Для первого раза результат их встречи все-таки был положительным. Хоть вопросов никаких и не решали, но и не стали друг другу омерзительны, а это уже неплохо. Белов вышел из спортзала и увидел, что Дуба что-то убежденно доказывает Витьку.
— Я тебе говорю, что в чифирь надо добавлять щепотку соли, — говорил он, сдержанно жестикулируя, — проверено сто раз. Крепость заварки просто отличная.

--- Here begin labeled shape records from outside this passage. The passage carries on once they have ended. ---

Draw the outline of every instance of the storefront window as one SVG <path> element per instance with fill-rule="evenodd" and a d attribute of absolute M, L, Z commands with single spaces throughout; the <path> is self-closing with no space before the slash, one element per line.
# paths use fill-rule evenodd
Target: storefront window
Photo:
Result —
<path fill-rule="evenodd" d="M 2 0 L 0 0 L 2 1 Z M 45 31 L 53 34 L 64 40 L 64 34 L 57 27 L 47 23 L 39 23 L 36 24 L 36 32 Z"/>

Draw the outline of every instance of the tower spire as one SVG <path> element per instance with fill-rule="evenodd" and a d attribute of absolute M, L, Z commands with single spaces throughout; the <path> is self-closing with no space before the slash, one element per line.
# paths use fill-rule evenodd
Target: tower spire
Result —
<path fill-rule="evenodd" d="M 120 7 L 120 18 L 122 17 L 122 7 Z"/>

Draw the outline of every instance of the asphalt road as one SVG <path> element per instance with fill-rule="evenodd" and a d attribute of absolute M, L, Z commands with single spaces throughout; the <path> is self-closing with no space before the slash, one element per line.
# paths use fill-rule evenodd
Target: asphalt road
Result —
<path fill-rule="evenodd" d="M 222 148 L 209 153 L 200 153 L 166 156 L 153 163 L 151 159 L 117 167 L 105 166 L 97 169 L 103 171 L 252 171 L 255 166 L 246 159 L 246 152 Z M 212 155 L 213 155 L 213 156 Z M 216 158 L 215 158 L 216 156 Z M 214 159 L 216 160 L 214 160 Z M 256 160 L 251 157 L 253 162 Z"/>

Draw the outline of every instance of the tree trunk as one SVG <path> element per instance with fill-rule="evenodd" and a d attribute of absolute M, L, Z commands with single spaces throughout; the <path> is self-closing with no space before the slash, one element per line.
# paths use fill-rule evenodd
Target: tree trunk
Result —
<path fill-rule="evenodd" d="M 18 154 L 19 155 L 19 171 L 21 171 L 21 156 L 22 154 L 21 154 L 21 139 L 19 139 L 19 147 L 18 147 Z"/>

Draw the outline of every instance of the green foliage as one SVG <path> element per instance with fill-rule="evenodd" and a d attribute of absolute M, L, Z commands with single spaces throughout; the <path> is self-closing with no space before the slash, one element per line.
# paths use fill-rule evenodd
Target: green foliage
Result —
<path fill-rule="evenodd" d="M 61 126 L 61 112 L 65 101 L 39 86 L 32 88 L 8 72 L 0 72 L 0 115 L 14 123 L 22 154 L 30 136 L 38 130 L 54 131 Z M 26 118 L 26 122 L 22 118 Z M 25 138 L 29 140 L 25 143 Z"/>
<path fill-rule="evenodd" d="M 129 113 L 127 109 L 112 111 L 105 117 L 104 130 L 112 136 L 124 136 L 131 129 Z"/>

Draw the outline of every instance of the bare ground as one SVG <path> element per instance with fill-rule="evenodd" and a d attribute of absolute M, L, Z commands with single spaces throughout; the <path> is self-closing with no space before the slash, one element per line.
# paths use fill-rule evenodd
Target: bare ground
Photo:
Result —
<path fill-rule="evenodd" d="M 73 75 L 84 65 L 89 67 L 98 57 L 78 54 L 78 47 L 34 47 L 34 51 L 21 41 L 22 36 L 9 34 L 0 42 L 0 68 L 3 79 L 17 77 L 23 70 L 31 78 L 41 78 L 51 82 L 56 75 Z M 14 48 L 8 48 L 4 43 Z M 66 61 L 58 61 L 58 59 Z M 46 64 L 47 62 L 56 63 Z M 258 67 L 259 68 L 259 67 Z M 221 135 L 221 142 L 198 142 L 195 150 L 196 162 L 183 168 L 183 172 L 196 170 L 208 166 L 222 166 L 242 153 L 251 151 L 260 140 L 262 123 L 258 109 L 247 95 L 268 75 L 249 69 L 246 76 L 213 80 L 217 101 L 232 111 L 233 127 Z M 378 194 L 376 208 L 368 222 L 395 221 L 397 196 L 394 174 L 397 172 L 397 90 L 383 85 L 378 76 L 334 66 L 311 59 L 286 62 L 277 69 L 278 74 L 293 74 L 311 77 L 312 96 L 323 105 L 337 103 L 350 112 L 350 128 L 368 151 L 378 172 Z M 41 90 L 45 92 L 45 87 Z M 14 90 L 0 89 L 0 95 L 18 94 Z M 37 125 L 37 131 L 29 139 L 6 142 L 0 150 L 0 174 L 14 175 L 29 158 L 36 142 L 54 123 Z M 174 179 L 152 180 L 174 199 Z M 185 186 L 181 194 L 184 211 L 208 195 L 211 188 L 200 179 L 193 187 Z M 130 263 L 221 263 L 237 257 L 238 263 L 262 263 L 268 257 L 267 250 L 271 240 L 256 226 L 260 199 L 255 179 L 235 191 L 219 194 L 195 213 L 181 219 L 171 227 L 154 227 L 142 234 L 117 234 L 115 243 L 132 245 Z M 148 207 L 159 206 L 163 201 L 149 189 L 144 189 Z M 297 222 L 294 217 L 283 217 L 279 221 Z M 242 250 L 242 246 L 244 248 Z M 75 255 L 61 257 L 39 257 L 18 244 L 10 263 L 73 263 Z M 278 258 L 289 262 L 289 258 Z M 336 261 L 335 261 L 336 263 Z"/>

Витек не спорил. Белов, выйдя из спортзала, отдал Дубе кроссовки, надел свои ботинки, кивнул Виктору и пошел по коридору по направлению к выходу. Витек, хромая, поспешил за ним.
— Слышь, Витек, ну ты все понял? — крикнул вслед Дуба. — Если кто в этом городе на тебя наедет, звони, не стесняйся, я ему кишки отобью.
— Договорились, — сказал Витек и пояснил Белову: — Дуба с Германом ребята-то нормальные.
Белов нехотя кивнул. Нормальные, только когда ты с ними заодно. Но встанешь в оппозицию, станут другими.
Александр Белов и Диктор Злобин поздно вечером приехали в трехкомнатную квартиру, которую Рыков предоставил Саше и Ярославе. Ярослава ждала Сашу с работы и как обычно нервничала. Маленький животик стыдливо скрывала под просторным халатом.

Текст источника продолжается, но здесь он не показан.